Do we once again have a “bubble” in dot-com? Do we have a “pre-IPO dot com valuation mania” underway, centered around companies with questionable business models? That question is being asked a lot.
Now here is an example of a truly solid “dot com”: Google
In contrast to today’s social-media firms, Google has an insanely great business model. The made a fundamental invention which is changing the world, and delivers immense economic value. I can see that more clearly than ever, now that i’m deeply immersed in the world of online advertising, and the many micro-mechanical details of Google AdWords, the inner workings of which both illustrates their genius, and is the source of 99% of Google’s immense quarterly profits.

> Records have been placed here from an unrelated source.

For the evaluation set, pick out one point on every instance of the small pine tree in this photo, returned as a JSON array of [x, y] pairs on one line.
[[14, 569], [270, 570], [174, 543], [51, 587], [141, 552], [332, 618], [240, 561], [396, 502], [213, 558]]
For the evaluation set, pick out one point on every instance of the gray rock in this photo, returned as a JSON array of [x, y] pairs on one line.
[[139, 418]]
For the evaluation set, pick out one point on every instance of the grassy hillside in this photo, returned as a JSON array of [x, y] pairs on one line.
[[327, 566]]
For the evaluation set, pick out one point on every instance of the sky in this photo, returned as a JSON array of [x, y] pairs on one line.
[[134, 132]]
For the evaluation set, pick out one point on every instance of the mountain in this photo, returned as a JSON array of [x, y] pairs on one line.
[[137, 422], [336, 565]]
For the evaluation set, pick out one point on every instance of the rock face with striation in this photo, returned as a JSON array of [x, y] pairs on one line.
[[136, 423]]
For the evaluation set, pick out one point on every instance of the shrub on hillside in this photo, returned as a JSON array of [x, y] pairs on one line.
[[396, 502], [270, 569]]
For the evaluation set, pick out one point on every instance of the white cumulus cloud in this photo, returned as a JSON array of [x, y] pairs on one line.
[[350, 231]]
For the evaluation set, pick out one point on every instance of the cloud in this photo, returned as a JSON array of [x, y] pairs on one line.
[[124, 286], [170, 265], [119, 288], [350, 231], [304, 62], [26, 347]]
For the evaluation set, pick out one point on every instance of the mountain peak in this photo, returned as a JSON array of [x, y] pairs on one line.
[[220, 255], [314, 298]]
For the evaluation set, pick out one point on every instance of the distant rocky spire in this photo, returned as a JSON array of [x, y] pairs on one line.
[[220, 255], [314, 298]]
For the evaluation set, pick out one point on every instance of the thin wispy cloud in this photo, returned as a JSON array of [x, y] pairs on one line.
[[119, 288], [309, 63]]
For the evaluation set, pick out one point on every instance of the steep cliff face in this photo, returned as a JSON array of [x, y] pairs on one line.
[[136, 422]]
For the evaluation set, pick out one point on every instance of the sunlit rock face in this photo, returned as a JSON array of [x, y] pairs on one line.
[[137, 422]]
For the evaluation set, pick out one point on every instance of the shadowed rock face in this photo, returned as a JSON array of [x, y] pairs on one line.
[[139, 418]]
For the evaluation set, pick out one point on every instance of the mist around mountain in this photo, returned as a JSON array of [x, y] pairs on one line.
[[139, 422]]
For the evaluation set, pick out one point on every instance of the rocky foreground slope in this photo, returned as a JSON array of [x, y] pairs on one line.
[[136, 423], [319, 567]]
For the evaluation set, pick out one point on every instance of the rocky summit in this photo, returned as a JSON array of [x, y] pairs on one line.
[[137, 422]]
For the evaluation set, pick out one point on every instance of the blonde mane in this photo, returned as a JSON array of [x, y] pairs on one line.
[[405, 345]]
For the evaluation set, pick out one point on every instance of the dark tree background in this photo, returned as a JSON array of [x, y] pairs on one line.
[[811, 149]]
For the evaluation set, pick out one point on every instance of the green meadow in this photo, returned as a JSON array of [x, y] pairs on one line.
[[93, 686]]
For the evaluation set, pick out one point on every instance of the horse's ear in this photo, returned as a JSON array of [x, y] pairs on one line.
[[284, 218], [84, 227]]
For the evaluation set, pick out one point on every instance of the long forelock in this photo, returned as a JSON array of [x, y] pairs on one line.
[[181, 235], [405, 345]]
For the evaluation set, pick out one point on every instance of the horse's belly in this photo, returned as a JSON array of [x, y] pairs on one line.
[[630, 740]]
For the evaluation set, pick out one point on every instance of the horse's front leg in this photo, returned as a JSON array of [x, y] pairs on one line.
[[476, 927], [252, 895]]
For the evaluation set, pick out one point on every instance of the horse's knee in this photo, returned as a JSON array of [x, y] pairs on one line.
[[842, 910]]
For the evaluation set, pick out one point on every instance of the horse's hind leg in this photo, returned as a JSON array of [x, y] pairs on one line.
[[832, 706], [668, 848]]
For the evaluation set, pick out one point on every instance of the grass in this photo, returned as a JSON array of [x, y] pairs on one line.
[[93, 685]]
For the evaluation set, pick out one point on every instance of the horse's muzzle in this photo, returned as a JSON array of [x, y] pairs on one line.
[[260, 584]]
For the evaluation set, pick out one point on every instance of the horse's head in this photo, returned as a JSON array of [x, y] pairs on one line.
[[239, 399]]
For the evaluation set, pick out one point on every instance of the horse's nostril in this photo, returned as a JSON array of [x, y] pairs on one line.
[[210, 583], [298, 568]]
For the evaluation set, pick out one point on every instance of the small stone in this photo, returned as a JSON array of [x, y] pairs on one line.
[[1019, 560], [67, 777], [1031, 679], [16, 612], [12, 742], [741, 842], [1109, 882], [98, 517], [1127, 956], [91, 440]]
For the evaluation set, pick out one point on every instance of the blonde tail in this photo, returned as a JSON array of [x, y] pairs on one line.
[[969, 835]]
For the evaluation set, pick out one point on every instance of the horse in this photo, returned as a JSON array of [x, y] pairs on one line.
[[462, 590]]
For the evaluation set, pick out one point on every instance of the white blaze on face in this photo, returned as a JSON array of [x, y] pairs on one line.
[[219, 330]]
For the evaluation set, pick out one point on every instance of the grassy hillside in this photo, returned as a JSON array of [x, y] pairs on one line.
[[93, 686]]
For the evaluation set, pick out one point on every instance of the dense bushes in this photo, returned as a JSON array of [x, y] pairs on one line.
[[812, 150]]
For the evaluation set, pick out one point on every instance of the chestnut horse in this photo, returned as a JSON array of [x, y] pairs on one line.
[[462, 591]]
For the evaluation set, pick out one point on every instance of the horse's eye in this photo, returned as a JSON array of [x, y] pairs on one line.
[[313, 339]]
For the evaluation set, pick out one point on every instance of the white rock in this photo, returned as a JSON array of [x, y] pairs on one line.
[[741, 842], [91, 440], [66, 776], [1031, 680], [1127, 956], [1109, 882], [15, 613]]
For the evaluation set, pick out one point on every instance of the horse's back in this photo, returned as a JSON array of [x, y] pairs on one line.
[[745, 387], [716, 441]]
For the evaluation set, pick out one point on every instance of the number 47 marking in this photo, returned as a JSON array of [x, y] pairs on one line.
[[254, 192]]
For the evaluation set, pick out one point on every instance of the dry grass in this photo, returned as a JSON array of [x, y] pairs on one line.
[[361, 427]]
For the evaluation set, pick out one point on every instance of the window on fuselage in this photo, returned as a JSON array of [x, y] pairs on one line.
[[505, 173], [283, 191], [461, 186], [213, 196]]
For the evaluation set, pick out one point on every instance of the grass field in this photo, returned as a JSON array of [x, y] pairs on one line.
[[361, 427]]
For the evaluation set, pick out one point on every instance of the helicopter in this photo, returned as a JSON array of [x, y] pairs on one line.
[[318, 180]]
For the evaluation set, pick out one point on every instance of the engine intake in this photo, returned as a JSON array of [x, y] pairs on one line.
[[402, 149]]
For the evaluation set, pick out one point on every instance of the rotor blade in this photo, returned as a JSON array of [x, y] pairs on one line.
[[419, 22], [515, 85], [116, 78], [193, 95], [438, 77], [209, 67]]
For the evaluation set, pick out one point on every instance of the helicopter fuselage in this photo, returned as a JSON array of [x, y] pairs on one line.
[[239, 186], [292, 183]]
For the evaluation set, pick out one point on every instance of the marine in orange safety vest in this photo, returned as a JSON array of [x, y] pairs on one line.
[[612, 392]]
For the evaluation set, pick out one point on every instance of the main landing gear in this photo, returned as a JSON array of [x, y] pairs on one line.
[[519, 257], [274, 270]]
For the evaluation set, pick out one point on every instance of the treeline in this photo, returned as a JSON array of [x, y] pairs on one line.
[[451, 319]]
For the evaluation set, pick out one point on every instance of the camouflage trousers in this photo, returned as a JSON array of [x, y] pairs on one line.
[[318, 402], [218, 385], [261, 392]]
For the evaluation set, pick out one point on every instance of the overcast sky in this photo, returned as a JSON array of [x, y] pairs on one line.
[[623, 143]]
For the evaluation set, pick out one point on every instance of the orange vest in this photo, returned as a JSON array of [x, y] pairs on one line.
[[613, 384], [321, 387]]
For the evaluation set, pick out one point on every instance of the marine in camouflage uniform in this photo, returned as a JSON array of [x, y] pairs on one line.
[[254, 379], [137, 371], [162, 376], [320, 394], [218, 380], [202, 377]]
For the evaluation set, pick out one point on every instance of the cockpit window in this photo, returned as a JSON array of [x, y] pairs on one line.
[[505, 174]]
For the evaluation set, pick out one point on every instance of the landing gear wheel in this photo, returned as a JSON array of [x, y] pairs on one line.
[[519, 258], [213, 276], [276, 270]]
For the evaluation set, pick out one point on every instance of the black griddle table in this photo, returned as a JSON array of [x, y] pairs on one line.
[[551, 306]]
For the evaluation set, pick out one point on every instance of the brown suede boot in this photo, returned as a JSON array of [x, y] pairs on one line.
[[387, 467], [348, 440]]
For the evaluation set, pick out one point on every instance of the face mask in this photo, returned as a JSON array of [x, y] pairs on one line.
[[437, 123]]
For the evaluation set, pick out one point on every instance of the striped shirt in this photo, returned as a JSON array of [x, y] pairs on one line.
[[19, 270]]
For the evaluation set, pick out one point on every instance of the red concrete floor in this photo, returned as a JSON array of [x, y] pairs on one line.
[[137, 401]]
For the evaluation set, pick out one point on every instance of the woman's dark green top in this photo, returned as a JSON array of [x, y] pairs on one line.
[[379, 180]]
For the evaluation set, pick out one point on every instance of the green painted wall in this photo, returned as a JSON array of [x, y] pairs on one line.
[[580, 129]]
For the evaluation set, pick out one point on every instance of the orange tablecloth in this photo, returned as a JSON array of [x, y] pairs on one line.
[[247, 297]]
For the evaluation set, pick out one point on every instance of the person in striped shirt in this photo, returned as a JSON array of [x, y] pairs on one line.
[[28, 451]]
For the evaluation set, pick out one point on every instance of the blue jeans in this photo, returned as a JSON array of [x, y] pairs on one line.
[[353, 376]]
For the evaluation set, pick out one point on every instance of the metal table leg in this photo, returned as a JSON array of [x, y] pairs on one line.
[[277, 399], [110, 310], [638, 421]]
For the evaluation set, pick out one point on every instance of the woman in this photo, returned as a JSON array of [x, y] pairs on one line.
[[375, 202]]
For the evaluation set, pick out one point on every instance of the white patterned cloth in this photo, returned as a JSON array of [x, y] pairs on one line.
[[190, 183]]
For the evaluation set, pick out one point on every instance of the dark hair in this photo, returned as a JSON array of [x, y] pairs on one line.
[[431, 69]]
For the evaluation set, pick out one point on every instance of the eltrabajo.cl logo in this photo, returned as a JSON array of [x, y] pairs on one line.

Facebook, Twitter, LinkedIn, and Groupon, as far as i can see so far, have done nothing even close to comparable. In fact, for the first three their business model really boils down to attempting to knock off Google’s Ads – they are “advertising plays”. But really, these firms just operate large websites; their is no fundamental innovation that commands those kinds of valuations. And their traffic doesn’t monetize.
The real deal
Google’s corporate motto is “don’t be evil”. And they live that motto. Their advertising campaigns employ algorithms that drive the ads to deliver benefit to advertiser, consumer, and Google equitably. It is designed to deliver the most value possible to everyone involved. Google does everything that way – they operate their business with good intentions for all parties involved.
Coupon play
Groupon is a different case – it’s a content play – a bit more innovative, but really they are online coupon distributors. Six billion valuation for THAT? I remain skeptical.
Looks to me like Google said no to Groupon, and the VC’s are leveraging the Google discussions to “spin up” the Groupon valuation, supposedly at $6B. They are very good at that, and sometimes it works. Seen it many many times!